Я отправился, осторожно и пугливо, блуждать по черным доскам между рядами видений, каждое из которых жило своей жизнью. Я искал дверь, но ее не оказалось. Я ждал подвоха.

Знакомая золотая фигурка мелькнула перед глазами: ко мне подлетела миниатюрная женщина–оса. Она шепнула: «Я возвращаюсь…» Мне стало спокойнее, пока я не понял, что ее способ возвращения для меня неприемлем.

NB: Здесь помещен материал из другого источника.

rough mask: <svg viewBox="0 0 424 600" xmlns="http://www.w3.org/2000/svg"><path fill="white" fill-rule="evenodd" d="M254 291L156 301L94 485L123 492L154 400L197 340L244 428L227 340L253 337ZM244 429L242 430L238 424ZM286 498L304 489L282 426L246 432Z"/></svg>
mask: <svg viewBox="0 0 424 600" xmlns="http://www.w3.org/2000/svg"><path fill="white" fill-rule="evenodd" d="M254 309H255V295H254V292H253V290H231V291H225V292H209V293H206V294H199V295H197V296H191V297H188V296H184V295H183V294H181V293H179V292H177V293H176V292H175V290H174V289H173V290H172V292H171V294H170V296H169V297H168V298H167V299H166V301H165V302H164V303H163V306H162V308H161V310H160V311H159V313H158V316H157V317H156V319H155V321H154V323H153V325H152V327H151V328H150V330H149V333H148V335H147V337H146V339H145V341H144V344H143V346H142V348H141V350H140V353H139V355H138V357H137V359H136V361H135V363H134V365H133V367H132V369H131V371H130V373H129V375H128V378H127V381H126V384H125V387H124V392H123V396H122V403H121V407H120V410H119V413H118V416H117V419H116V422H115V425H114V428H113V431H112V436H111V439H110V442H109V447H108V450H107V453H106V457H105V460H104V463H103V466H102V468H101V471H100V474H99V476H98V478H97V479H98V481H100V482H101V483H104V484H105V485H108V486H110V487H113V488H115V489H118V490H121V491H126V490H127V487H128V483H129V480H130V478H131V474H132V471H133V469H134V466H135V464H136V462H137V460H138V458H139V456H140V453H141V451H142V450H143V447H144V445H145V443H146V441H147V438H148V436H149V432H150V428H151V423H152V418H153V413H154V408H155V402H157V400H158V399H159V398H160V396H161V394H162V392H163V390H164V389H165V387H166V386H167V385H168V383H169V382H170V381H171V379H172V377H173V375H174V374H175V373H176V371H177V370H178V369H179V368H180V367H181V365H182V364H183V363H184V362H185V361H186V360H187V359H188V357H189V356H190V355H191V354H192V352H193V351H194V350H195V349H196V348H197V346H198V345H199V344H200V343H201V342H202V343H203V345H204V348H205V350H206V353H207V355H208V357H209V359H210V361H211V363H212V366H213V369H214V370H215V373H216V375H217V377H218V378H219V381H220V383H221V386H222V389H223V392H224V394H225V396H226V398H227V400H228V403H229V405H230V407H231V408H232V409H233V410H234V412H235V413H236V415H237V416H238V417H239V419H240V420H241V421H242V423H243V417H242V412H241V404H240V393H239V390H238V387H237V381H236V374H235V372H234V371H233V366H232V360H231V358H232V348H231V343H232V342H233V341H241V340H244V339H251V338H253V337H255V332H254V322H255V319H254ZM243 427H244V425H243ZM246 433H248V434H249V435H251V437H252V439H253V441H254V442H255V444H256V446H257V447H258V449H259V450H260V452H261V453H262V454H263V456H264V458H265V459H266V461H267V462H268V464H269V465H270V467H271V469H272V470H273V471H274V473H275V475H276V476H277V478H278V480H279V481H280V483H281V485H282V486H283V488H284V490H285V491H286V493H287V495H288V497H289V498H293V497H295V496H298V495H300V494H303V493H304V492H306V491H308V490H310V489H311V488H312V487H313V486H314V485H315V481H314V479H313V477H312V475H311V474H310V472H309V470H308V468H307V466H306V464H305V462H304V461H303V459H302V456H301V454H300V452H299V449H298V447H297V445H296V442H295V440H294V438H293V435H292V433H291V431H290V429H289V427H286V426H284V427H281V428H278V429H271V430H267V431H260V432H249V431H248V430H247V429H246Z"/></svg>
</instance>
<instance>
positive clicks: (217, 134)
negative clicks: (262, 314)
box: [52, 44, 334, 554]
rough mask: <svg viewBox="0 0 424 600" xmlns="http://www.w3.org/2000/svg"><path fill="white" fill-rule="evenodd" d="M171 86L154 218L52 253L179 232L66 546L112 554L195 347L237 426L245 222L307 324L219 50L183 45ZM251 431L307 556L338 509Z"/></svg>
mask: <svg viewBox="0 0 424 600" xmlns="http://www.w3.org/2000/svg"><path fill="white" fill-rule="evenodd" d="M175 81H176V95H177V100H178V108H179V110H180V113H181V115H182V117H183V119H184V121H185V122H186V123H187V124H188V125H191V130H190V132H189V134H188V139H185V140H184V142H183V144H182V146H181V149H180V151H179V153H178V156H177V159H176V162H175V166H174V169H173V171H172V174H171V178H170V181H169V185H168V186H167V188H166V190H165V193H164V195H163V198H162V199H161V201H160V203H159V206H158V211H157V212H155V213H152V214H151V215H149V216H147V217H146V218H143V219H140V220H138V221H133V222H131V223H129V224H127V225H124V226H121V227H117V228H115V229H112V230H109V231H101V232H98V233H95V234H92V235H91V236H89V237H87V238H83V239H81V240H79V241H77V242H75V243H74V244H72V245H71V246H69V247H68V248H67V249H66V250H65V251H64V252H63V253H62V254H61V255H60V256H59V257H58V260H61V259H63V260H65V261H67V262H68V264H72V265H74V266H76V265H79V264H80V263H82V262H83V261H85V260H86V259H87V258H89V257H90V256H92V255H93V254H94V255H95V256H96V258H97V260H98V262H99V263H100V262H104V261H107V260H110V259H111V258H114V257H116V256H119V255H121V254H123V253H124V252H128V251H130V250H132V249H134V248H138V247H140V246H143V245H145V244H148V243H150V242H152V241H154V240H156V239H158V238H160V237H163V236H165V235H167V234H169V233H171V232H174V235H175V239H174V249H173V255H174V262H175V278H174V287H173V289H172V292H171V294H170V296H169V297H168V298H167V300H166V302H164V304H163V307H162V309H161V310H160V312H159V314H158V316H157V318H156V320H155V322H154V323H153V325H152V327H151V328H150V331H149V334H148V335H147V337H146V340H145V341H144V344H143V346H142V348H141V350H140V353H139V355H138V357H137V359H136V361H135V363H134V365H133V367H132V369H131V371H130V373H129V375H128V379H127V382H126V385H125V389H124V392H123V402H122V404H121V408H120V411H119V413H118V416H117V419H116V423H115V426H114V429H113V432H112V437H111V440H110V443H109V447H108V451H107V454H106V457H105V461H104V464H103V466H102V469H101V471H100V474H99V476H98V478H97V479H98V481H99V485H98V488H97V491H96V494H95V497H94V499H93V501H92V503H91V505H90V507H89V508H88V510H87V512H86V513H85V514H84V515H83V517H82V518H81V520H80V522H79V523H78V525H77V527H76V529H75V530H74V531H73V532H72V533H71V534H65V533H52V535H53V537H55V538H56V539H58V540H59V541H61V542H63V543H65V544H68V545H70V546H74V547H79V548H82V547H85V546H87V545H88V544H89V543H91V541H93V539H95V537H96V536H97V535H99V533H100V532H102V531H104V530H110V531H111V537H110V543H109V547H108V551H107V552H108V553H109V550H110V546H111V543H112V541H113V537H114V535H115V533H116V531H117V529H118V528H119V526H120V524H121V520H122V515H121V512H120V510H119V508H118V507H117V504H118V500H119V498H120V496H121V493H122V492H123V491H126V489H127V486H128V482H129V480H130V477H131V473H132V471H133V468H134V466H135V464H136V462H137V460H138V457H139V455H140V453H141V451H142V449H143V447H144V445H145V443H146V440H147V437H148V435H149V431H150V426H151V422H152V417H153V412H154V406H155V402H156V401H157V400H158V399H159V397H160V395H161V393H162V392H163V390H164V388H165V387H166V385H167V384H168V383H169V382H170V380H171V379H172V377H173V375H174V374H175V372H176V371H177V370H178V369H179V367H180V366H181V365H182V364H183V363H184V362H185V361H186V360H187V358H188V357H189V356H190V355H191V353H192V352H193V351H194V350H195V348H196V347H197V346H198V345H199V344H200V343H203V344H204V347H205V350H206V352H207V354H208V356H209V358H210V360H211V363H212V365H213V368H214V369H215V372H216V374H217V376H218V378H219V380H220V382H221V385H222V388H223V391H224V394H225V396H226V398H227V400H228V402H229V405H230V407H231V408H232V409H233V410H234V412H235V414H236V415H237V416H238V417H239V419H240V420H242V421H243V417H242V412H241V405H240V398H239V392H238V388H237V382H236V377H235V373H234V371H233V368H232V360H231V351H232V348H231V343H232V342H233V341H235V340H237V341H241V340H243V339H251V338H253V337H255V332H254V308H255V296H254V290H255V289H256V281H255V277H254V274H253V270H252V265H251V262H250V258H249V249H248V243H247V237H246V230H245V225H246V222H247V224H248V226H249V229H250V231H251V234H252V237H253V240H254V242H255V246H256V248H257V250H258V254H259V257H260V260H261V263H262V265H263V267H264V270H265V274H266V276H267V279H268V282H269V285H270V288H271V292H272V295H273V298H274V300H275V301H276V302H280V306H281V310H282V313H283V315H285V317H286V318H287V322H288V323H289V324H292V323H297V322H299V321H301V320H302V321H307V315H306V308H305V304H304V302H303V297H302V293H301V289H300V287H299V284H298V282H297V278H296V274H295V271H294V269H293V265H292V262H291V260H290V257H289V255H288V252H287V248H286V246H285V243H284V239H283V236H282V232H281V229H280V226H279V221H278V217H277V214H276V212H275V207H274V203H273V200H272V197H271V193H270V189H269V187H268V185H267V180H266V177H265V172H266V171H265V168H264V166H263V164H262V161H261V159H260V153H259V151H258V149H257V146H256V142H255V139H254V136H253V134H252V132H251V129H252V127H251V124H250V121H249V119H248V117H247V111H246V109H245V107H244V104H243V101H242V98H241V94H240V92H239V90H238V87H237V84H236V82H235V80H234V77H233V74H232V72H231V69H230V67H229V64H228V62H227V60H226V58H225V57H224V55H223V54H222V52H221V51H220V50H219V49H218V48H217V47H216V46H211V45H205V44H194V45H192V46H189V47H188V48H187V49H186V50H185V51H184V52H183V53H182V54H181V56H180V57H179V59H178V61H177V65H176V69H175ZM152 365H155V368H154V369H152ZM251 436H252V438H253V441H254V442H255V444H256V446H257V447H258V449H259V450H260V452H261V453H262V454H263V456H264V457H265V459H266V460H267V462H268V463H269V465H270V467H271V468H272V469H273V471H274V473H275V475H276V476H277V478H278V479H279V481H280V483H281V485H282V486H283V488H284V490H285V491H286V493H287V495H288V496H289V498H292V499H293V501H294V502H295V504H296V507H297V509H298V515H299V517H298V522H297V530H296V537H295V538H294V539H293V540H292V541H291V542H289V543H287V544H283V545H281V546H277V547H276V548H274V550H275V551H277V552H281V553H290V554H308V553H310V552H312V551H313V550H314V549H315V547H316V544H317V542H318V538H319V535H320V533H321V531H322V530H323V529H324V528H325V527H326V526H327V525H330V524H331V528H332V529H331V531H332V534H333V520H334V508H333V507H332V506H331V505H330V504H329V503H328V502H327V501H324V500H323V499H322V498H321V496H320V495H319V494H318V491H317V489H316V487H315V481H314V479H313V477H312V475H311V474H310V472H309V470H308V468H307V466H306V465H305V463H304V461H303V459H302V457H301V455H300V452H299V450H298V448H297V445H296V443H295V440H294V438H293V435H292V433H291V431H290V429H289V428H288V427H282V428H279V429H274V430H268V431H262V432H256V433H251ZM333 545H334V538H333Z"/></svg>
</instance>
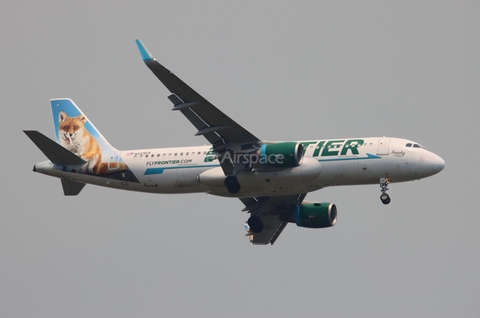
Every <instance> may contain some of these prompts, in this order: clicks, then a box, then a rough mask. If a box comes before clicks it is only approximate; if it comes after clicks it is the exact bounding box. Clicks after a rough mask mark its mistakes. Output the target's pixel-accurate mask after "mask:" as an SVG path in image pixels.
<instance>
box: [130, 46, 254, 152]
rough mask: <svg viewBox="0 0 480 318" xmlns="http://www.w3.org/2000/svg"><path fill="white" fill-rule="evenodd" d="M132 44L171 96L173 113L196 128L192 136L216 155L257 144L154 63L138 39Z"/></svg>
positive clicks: (150, 69)
mask: <svg viewBox="0 0 480 318" xmlns="http://www.w3.org/2000/svg"><path fill="white" fill-rule="evenodd" d="M136 43H137V46H138V49H139V51H140V54H141V56H142V59H143V61H144V62H145V64H146V65H147V66H148V68H149V69H150V70H151V71H152V72H153V74H155V76H156V77H157V78H158V79H159V80H160V81H161V82H162V83H163V84H164V85H165V87H167V89H168V90H169V91H170V92H171V93H172V95H170V96H169V97H168V99H170V101H171V102H172V103H173V105H174V107H173V110H179V111H180V112H182V114H183V115H185V117H187V119H188V120H189V121H190V122H191V123H192V124H193V125H194V126H195V127H196V128H197V130H198V131H197V133H196V134H195V135H197V136H198V135H203V136H205V138H207V140H208V141H209V142H210V143H211V144H212V146H213V148H214V150H215V151H216V152H221V151H222V150H224V149H226V148H227V147H229V146H230V145H232V144H237V145H238V144H240V145H242V144H255V143H257V142H258V141H259V139H258V138H257V137H255V136H254V135H253V134H251V133H250V132H249V131H247V130H246V129H245V128H243V127H242V126H240V125H239V124H237V123H236V122H235V121H234V120H232V119H231V118H230V117H228V116H227V115H225V114H224V113H223V112H222V111H220V110H219V109H218V108H217V107H215V106H214V105H212V104H211V103H210V102H209V101H208V100H206V99H205V98H203V97H202V96H201V95H200V94H198V93H197V92H196V91H194V90H193V89H192V88H191V87H190V86H188V85H187V84H185V83H184V82H183V81H182V80H181V79H179V78H178V77H177V76H175V74H173V73H172V72H170V71H169V70H168V69H167V68H165V67H164V66H163V65H161V64H160V63H158V62H157V60H156V59H155V58H154V57H153V56H152V54H151V53H150V52H149V51H148V50H147V49H146V48H145V46H144V45H143V44H142V42H140V40H138V39H137V40H136Z"/></svg>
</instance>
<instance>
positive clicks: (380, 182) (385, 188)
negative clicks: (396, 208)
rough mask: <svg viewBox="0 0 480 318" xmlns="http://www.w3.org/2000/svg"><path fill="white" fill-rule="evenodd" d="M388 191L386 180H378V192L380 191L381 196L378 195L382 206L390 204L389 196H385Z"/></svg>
mask: <svg viewBox="0 0 480 318" xmlns="http://www.w3.org/2000/svg"><path fill="white" fill-rule="evenodd" d="M387 190H388V179H387V178H380V191H382V195H380V200H381V201H382V203H383V204H389V203H390V196H389V195H388V194H387Z"/></svg>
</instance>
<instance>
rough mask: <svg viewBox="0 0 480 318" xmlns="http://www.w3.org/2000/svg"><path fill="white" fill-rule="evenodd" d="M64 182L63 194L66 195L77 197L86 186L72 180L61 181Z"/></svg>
mask: <svg viewBox="0 0 480 318" xmlns="http://www.w3.org/2000/svg"><path fill="white" fill-rule="evenodd" d="M61 180H62V187H63V194H65V195H77V194H79V193H80V191H82V189H83V187H84V186H85V183H82V182H76V181H72V180H67V179H61Z"/></svg>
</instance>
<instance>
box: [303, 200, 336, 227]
mask: <svg viewBox="0 0 480 318" xmlns="http://www.w3.org/2000/svg"><path fill="white" fill-rule="evenodd" d="M294 218H295V223H297V226H301V227H309V228H316V229H318V228H322V227H330V226H334V225H335V223H337V207H336V205H335V204H333V203H330V202H321V203H317V202H308V203H307V202H304V203H302V204H301V205H297V206H296V207H295V211H294Z"/></svg>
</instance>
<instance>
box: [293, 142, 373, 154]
mask: <svg viewBox="0 0 480 318" xmlns="http://www.w3.org/2000/svg"><path fill="white" fill-rule="evenodd" d="M364 142H365V141H364V140H363V139H348V140H345V139H338V140H319V141H303V142H301V143H302V145H303V147H304V148H305V151H306V149H307V147H308V146H309V145H311V144H316V146H315V149H314V151H313V154H312V156H313V157H319V156H321V157H328V156H346V155H348V154H351V155H358V154H359V151H358V147H360V146H361V145H363V144H364ZM322 149H323V150H322Z"/></svg>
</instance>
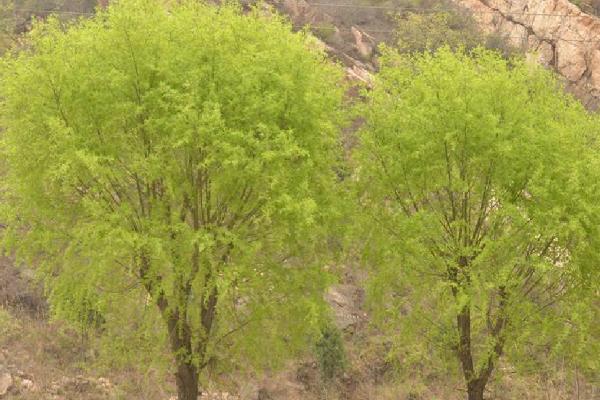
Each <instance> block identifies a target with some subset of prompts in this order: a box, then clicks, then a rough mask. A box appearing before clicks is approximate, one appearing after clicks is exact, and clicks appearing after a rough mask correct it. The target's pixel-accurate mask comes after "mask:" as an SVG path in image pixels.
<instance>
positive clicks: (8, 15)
mask: <svg viewBox="0 0 600 400" xmlns="http://www.w3.org/2000/svg"><path fill="white" fill-rule="evenodd" d="M14 27H15V18H14V4H13V2H12V1H4V2H2V3H0V55H2V54H3V53H4V51H5V50H6V49H7V48H8V47H9V46H10V43H11V41H12V38H13V35H14Z"/></svg>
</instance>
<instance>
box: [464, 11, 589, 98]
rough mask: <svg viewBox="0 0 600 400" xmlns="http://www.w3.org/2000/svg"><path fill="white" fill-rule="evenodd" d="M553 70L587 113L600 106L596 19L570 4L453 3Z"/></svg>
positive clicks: (474, 17) (482, 25)
mask: <svg viewBox="0 0 600 400" xmlns="http://www.w3.org/2000/svg"><path fill="white" fill-rule="evenodd" d="M453 1H454V2H455V3H456V4H459V5H460V6H462V7H465V8H467V9H468V10H470V11H471V12H472V13H473V16H474V18H475V19H476V20H477V21H478V22H479V25H480V27H481V28H482V29H483V30H485V31H487V32H501V33H502V34H505V35H506V36H507V37H508V39H509V40H510V41H512V42H513V43H514V44H515V45H519V46H524V47H525V48H526V49H527V51H528V52H529V53H530V54H531V55H532V56H535V57H536V58H537V60H539V62H540V63H542V64H544V65H548V66H551V67H553V68H554V69H555V70H556V71H557V72H558V73H559V74H560V75H561V76H563V77H564V78H565V80H566V81H567V83H568V87H569V88H570V89H571V90H572V91H573V93H575V95H576V96H577V97H578V98H580V99H581V100H582V101H583V102H584V104H586V105H587V106H588V107H589V108H591V109H597V108H598V106H599V105H600V19H598V18H597V17H595V16H592V15H588V14H586V13H584V12H582V11H581V10H580V9H579V8H578V7H577V6H576V5H574V4H573V3H571V2H569V1H568V0H453Z"/></svg>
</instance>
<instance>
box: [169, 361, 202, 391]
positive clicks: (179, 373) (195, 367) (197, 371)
mask: <svg viewBox="0 0 600 400" xmlns="http://www.w3.org/2000/svg"><path fill="white" fill-rule="evenodd" d="M175 379H176V383H177V399H178V400H198V368H196V366H195V365H193V364H190V363H186V362H180V361H179V362H178V365H177V372H176V373H175Z"/></svg>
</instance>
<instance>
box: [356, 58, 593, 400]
mask: <svg viewBox="0 0 600 400" xmlns="http://www.w3.org/2000/svg"><path fill="white" fill-rule="evenodd" d="M365 113H366V115H365V118H366V123H365V127H364V129H363V130H362V131H361V134H360V141H361V143H360V146H359V150H358V153H357V155H356V162H357V164H358V169H357V172H356V181H357V184H358V186H359V188H360V192H359V194H360V197H359V199H360V206H361V209H363V210H365V212H364V215H365V218H367V219H368V220H369V221H372V222H373V226H372V229H371V230H370V231H369V233H368V234H365V231H364V227H365V226H367V225H366V224H362V225H361V233H360V234H359V237H360V238H364V237H365V236H367V241H366V243H364V244H363V246H364V248H365V249H366V254H367V255H368V256H370V258H368V259H367V260H368V261H369V263H371V264H372V266H373V274H372V281H371V287H370V294H371V302H372V305H373V310H374V312H375V315H376V316H377V319H378V322H379V324H380V326H381V327H383V328H385V329H387V331H388V332H391V333H392V337H395V338H397V339H396V340H394V341H393V342H394V346H393V353H394V355H395V356H397V357H401V358H402V359H403V360H404V361H405V362H407V363H408V364H410V360H411V359H412V360H418V361H417V363H423V360H424V359H427V358H428V357H429V355H430V354H435V355H436V356H437V357H435V358H434V360H435V361H433V362H436V363H439V362H440V361H442V360H444V359H447V360H449V361H451V364H449V365H460V370H461V375H463V376H464V379H465V385H466V387H467V390H468V394H469V399H482V398H483V397H482V396H483V391H484V388H485V385H486V383H487V382H488V380H489V379H490V377H491V375H492V372H493V371H494V368H495V367H496V366H497V365H498V362H499V359H500V358H501V357H503V356H506V357H509V359H510V360H511V361H512V362H514V361H517V360H522V361H525V362H530V361H531V360H532V358H531V356H530V355H529V354H527V352H528V351H531V350H532V349H534V348H535V349H537V350H538V351H534V353H535V354H540V353H542V354H546V353H545V350H542V348H543V347H544V346H547V345H550V346H549V347H550V348H554V349H557V348H559V347H560V346H561V345H562V346H566V347H563V348H562V350H565V348H568V349H570V350H567V351H566V352H563V353H562V354H565V353H566V354H569V353H570V351H573V350H574V349H578V351H579V352H578V356H577V357H575V358H578V357H579V356H581V357H579V360H574V361H575V362H580V363H583V364H586V365H587V366H588V368H589V369H588V372H590V373H592V372H593V371H595V370H597V368H598V365H597V359H595V360H594V359H593V356H591V357H592V358H590V354H595V351H593V350H594V349H593V346H596V347H597V343H598V342H597V339H596V340H594V339H592V336H591V331H590V329H595V328H593V318H594V315H593V309H594V307H593V306H591V303H590V302H592V301H596V300H594V299H595V298H596V296H597V293H598V292H597V291H598V286H597V281H598V268H597V263H598V261H599V260H598V254H600V241H599V239H600V236H599V232H598V227H599V226H600V225H599V224H598V222H599V221H598V218H599V215H600V213H599V211H600V210H598V205H599V204H600V203H599V201H598V200H599V199H598V196H599V193H600V188H599V187H598V184H599V182H600V180H599V179H598V178H599V173H600V169H599V159H598V156H597V150H596V149H595V143H596V141H597V135H596V133H597V128H596V127H595V125H596V124H597V122H596V121H595V120H593V119H592V117H590V116H589V115H587V114H586V112H585V111H584V110H583V108H582V107H581V105H580V104H578V103H577V102H576V101H574V100H573V99H572V98H571V97H569V96H568V95H566V94H564V93H563V91H562V88H561V87H560V85H559V84H558V83H557V81H556V79H555V78H554V77H553V75H552V74H551V73H550V72H548V71H545V70H543V69H542V68H539V67H536V66H534V65H531V64H528V63H526V62H525V61H521V60H509V61H507V60H505V59H503V58H502V57H500V56H499V55H498V54H497V53H493V52H489V51H486V50H482V49H477V50H475V51H473V52H471V53H466V52H464V51H460V50H459V51H458V52H456V53H453V52H452V51H451V50H449V49H448V48H442V49H440V50H439V51H437V52H435V53H434V54H429V53H425V54H421V55H414V56H401V55H399V54H397V53H396V52H394V51H392V50H387V52H386V53H385V55H384V57H383V60H382V70H381V72H380V74H379V75H378V76H377V77H376V80H375V84H374V89H373V91H372V92H371V93H370V94H369V95H368V104H367V107H366V111H365ZM586 302H587V303H586ZM584 304H587V305H584ZM596 334H597V332H596ZM542 344H543V345H542ZM536 346H539V347H536ZM552 346H554V347H552ZM590 346H592V347H590ZM582 349H587V351H589V353H588V355H587V356H586V355H584V354H581V353H582V351H581V350H582ZM595 350H597V348H596V349H595ZM524 353H525V354H527V356H526V357H523V355H524ZM583 353H585V351H583ZM571 355H572V353H571ZM457 361H458V363H457ZM521 365H523V364H521Z"/></svg>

И тогда все вокруг начало быстро меняться — видения померкли, захлебнулся тихий свет, между половицами показалась морская вода, которая стремительно поднималась. Если бы не пол подо мной, я бы сразу утонул. Стоило взглянуть на мелкую расстекловку прозрачных стен оранжереи, и становилось ясно, что уровень воды за пределами моего убежища уже поднялся в пол–уровня окна. Еще немного — и оно бы треснуло! Я разбежался и кинулся прямо в стену, которая мягко подалась под ударом и прорвалась тут же, как полиэтилен, — а снаружи воды вообще не оказалось. Позже я понял, что это была иллюзия, я находился в самом центре гигантского водопада, попав в своеобразное внутреннее пространство, некий «глаз бури», дарующий, пусть ненадолго, свободное и безболезненное падение.